The sharp increase in data-related expenses has motivated research into condensing datasets while retaining the most informative features. Dataset distillation has thus recently come to the fore. This paradigm generates synthetic datasets that are representative enough to replace the original dataset in training a neural network. To avoid redundancy in these synthetic datasets, it is crucial that each element contains unique features and remains diverse from others during the synthesis stage. In this paper, we provide a thorough theoretical and empirical analysis of diversity within synthesized datasets. We argue that enhancing diversity can improve the parallelizable yet isolated synthesizing approach. Specifically, we introduce a novel method that employs dynamic and directed weight adjustment techniques to modulate the synthesis process, thereby maximizing the representativeness and diversity of each synthetic instance. Our method ensures that each batch of synthetic data mirrors the characteristics of a large, varying subset of the original dataset. Extensive experiments across multiple datasets, including CIFAR, Tiny-ImageNet, and ImageNet-1K, demonstrate the superior performance of our method, highlighting its effectiveness in producing diverse and representative synthetic datasets with minimal computational expense. Our code is available at https://github.com/AngusDujw/Diversity-Driven-Synthesis.https://github.com/AngusDujw/Diversity-Driven-Synthesis.

Figures (5)

• Figure 1: Left: t-SNE visualization of logit embeddings on CIFAR-100 cifar dataset. The scatter plot illustrates the distribution of synthetic data instances distilled by SRe2L (blue dots) and our DWA method (red stars). The blue density contours represent the distribution of natural data instances. Our DWA method demonstrates a more diverse and widespread distribution compared to SRe2L sre, indicating better generalization and coverage of the feature space. Right: The consequent performance improvement of DWA in various datasets. Experiments are conducted with 50 images per class.
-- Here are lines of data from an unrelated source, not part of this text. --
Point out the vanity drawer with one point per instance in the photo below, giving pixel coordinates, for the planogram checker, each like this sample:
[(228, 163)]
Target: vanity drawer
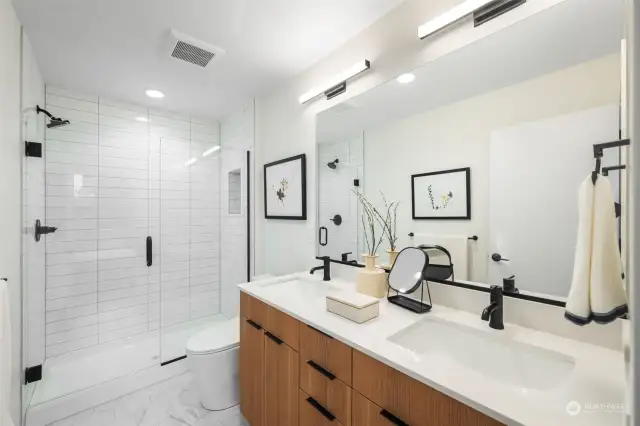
[(386, 387), (329, 353), (284, 327), (406, 398), (312, 413), (329, 391), (253, 309), (366, 413)]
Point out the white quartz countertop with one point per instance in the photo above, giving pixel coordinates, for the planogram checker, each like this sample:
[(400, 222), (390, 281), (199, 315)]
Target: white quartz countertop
[(597, 382)]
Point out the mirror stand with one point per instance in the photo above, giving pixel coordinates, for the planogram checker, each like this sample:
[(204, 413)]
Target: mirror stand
[(417, 306)]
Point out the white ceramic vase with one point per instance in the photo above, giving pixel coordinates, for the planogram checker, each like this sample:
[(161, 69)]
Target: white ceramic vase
[(371, 280)]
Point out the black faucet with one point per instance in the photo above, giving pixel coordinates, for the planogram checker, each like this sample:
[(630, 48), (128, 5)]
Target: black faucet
[(494, 312), (345, 258), (326, 267)]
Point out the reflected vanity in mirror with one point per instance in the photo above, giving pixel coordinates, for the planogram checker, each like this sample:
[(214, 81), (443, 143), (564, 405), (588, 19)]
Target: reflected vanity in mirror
[(522, 122)]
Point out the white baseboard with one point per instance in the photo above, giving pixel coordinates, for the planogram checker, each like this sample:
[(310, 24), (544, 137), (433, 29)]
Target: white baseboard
[(68, 405)]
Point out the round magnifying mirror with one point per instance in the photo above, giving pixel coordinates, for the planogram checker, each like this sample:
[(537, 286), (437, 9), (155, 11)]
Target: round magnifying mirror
[(408, 270)]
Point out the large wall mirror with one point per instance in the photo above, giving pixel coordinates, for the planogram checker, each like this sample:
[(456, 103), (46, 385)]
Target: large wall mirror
[(510, 120)]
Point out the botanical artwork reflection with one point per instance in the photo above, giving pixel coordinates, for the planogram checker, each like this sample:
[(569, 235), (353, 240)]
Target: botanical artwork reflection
[(281, 191), (444, 199), (443, 194), (285, 189)]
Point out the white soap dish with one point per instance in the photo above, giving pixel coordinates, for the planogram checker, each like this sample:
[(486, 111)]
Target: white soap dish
[(354, 306)]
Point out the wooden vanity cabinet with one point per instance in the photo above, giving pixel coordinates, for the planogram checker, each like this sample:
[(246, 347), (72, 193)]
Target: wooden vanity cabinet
[(294, 375), (406, 399), (252, 371), (281, 383)]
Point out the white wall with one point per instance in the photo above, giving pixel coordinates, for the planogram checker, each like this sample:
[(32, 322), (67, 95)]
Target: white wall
[(458, 135), (33, 186), (633, 355), (285, 128), (11, 153)]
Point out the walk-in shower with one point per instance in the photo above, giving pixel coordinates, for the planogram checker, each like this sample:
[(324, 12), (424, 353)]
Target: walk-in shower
[(143, 210)]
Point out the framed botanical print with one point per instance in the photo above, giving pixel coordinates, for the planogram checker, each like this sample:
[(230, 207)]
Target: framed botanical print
[(444, 194), (285, 189)]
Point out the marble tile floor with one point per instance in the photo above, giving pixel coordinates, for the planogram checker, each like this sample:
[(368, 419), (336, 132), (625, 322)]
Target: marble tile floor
[(169, 403)]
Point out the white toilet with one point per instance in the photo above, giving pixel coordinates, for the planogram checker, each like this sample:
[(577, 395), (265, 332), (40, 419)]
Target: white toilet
[(212, 356)]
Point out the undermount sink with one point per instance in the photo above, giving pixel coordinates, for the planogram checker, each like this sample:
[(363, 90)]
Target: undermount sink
[(518, 364)]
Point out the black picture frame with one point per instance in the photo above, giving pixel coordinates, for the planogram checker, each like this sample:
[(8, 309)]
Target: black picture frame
[(303, 173), (466, 170)]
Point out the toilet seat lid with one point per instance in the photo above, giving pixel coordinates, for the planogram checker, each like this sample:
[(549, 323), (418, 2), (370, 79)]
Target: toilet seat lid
[(217, 338)]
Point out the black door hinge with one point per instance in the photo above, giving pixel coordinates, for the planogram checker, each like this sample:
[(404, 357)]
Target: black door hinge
[(33, 149), (33, 374)]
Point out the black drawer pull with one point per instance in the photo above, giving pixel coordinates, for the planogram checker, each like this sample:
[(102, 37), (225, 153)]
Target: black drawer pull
[(318, 331), (321, 409), (321, 370), (393, 419), (272, 337), (254, 324)]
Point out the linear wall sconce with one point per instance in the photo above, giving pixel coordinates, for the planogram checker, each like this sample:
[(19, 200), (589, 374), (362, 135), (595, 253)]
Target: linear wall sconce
[(484, 9), (336, 85)]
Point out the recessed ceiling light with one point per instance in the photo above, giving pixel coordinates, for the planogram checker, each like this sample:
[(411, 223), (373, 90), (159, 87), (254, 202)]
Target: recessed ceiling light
[(451, 16), (152, 93), (360, 67), (406, 78)]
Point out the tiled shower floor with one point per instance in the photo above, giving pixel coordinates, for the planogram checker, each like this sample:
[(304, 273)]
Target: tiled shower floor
[(169, 403)]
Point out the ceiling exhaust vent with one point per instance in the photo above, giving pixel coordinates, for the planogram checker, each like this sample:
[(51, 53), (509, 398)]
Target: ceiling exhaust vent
[(191, 50)]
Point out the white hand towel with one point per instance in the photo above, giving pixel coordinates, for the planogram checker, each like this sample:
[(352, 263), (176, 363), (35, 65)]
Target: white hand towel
[(5, 356), (597, 291)]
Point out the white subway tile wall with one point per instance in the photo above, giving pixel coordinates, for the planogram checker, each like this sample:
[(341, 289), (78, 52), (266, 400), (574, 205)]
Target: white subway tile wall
[(112, 181)]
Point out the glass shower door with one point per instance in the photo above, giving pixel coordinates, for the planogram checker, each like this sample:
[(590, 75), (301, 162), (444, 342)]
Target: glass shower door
[(189, 218)]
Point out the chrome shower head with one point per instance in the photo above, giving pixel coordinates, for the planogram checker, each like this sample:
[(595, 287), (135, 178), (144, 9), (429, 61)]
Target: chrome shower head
[(54, 121)]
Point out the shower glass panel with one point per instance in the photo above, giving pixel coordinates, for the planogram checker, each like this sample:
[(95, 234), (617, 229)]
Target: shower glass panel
[(189, 228)]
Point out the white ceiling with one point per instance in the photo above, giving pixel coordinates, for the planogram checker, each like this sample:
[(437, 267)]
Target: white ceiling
[(118, 48), (570, 33)]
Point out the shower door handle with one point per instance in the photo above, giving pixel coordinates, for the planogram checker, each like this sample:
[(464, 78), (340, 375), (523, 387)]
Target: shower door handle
[(326, 235), (149, 251)]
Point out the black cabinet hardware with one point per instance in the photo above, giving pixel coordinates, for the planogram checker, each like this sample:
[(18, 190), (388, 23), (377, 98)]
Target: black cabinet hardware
[(393, 419), (33, 374), (315, 329), (149, 251), (326, 236), (315, 404), (321, 370), (272, 337), (254, 324)]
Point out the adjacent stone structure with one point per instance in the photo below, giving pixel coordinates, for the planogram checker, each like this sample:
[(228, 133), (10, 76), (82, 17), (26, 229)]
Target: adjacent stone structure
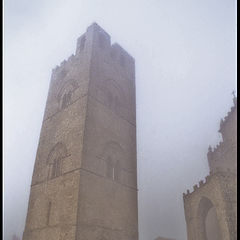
[(210, 210), (84, 184)]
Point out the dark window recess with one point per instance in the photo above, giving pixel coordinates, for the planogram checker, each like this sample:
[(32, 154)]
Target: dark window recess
[(101, 39), (82, 43), (66, 100), (122, 60), (49, 212)]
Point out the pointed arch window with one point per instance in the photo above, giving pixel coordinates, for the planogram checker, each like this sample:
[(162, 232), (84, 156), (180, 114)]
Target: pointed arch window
[(55, 159)]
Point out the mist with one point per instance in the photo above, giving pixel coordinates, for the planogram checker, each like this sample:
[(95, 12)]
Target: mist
[(185, 54)]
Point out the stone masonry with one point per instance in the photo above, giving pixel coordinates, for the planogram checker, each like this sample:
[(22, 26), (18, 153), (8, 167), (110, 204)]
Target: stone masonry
[(84, 184), (210, 210)]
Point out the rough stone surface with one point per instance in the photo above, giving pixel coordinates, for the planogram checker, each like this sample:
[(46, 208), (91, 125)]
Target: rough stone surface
[(84, 184), (211, 209)]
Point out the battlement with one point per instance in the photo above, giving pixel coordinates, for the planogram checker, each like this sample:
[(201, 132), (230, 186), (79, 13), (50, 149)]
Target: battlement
[(197, 186), (96, 39), (226, 118)]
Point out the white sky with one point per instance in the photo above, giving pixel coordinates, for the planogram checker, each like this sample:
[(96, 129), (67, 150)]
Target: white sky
[(185, 54)]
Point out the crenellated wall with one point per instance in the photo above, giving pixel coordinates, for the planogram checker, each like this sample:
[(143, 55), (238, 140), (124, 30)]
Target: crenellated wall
[(84, 183), (211, 208)]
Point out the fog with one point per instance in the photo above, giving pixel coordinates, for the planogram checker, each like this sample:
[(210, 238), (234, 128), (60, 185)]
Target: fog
[(185, 53)]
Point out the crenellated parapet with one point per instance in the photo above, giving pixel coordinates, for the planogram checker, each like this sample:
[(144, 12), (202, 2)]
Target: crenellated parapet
[(197, 186)]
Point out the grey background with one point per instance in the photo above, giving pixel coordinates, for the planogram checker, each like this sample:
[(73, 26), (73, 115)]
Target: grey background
[(185, 54)]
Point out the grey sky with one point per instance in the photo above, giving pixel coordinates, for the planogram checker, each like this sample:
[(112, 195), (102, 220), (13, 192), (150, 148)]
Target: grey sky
[(185, 54)]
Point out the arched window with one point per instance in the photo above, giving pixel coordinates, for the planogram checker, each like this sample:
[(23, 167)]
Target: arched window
[(82, 43), (208, 224), (112, 155), (65, 95), (55, 158)]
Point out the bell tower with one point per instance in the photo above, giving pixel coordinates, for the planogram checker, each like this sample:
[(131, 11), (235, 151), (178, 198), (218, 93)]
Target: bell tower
[(84, 184)]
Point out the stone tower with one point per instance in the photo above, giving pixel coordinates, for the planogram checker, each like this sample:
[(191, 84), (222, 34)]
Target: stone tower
[(211, 209), (84, 184)]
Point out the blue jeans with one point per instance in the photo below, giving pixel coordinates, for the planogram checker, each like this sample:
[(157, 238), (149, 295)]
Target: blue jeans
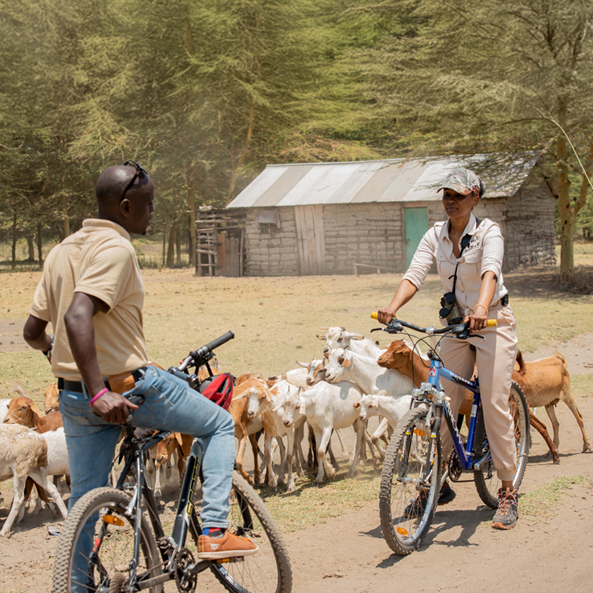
[(169, 404)]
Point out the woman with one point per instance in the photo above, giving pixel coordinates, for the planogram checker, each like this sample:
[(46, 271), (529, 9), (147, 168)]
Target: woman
[(472, 251)]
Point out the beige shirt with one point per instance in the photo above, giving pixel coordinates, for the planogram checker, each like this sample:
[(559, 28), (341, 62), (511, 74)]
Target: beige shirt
[(484, 253), (98, 260)]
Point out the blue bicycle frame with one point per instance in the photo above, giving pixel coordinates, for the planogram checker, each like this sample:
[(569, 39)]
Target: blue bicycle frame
[(464, 454)]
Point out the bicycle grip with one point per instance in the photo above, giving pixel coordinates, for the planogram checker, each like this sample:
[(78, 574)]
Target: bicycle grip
[(216, 343)]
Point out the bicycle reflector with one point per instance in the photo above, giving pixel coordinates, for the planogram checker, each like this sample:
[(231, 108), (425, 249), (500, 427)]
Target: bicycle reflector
[(113, 520)]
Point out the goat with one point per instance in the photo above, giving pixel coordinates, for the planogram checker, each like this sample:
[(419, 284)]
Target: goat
[(52, 398), (338, 337), (400, 356), (545, 382), (24, 453)]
• Figure 2: Visualization of distilled images for the goldfish class. Panels (a) and (b) show the synthesized results by SRe2L sre and our DWA, respectively. The synthetic data instances generated by our DWA method exhibit significantly greater diversity compared to those produced by SRe2L, highlighting the effectiveness of our approach in capturing a broader range of features.
• Figure 3: Analysis of decoupled ${\mathcal{L}}_\mathrm{var}$ coefficient. We vary $\lambda_\mathrm{var}$ across a wide range of $(0.01 \sim 0.23)$. 'decoupled var' indicates $\lambda_\mathrm{var}$ is changing individually with a fixed mean component whose weight defaults to 0.01. 'coupled var' represents the weight of the mean and $\lambda_\mathrm{var}$ change in tandem. (a) and (b) illustrate the performance of the original SRe2L sre and our DWA in these two scenarios, respectively. This analysis is conducted on CIFAR-100 using ResNet-18. Each $\lambda_\mathrm{var}$ undergoes five independent experiments, with variance indicated by lighter color shades.
• Figure 4: Normalized feature distance of decoupled variance component with $\lambda_\mathrm{var} = 0.11$ (the weight of mean component defaults to $0.01$) and coupled variance component with $\lambda_{\mathrm{BN}} = 0.11$. ResNet-18's last convolutional layer outputs are used for feature distance calculation (see \ref{['app:feature_dis']}). Ten classes are randomly chosen from CIFAR-100 distilled dataset.
• Figure 5: Performance grid of ResNet-18 with changes in perturbation steps $K$ and magnitude $\rho$.